Лицо старика просветляется. Лицо старика добреет. Глаза наливаются хрустально чистой синевой. Протертое пенсне бликует. Морщины на лице расправляются.

– Это было бы прекрасно…

– А я как раз задумал вот написать… кхе!.. о таком… которому… кхе!.. Которому больше не хочется быть прежним… Прежним родительским отпрыском… Кхе!.. Жить чьей-то чужой… кем-то придуманной для него жизнью… Кхе!..

– Глупости.

– Который разочаровался…

– В науке?!!

На лице отца написан священный ужас. С его уст готово сорваться проклятье.

– Зачем же так громко?.. Кхе!.. Разочароваться в науке… Может, всего только в собственных возможностях… Кхе!.. И тогда он… Он умирает… Кхххх!..

Больной закрывает глаза. На этот раз навсегда. Его сердце остановилось. Его сердце разорвалось. У него теперь как бы и в самом деле нет сердца.

Отец задумывается. Отец неслышно барабанит пальцами по коленям.

Приходит заведующий отделением Грант Мовсесович Петросян. Профессор Петросян регистрирует смерть. Смерть от сердечной недостаточности. Смерть от сердечной избыточности. Старик отец – единственный, кто допущен к телу. Единственный, кто пришел попрощаться.

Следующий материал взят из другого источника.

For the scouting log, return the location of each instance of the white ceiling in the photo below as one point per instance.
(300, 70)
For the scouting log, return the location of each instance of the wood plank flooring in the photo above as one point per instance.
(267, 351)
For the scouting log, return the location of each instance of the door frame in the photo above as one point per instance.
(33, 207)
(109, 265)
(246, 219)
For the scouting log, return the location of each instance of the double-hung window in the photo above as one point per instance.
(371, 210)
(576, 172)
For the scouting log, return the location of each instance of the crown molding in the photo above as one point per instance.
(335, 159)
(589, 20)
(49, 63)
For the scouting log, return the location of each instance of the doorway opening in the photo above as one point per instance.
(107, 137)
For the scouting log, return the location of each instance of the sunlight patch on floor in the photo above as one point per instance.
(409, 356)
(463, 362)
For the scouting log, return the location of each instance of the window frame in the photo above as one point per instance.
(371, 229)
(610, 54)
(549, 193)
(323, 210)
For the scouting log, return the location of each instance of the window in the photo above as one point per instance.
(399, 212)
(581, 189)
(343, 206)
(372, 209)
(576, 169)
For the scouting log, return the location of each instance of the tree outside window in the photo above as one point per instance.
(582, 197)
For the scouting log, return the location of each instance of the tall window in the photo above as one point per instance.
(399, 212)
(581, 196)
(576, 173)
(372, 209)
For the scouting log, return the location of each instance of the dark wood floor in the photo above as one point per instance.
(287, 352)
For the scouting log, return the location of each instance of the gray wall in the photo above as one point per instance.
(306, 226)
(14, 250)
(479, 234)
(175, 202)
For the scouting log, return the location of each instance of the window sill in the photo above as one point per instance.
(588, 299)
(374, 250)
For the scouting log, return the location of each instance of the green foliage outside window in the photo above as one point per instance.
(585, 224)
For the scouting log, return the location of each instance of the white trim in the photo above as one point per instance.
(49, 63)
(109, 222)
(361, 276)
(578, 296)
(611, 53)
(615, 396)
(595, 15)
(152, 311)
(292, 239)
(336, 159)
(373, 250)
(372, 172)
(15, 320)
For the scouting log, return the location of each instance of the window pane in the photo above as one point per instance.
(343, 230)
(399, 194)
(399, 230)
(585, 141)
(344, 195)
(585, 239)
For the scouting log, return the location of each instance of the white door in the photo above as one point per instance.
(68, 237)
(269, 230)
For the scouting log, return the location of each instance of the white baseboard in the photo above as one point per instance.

Бывший больной палаты № 3 лежит в гробу. Старик отец закрывает гроб крышкой. Старик отец достает из кармана пиджака веревочку и перевязывает ею гроб. Затем сует перевязанный гроб под мышку, будто коробку с новыми туфлями. Ему удается незаметно выйти из больницы. Оказавшись во дворе, человек с коробкой срывает приклеенные усы, фальшивую бороду, стягивает с головы парик, поправляет растрепавшиеся волосы, на ходу застегивает кожаное пальто…

36

Доктор Кустов направляется к своей машине, ожидающей во дворе. Доктор Кустов открывает переднюю дверцу красных «жигулей» и небрежно бросает перевязанную веревкой коробку на заднее сиденье. Доктор Кустов садится за руль.

Пока разогревается остывший мотор, доктор Кустов связывается с Институтом биологических исследований. Пока разогревается мотор, доктор Кустов играет кнопками радиотелефона. Мигает зеленый индикатор. Мигает красный индикатор. Слабо пиликает.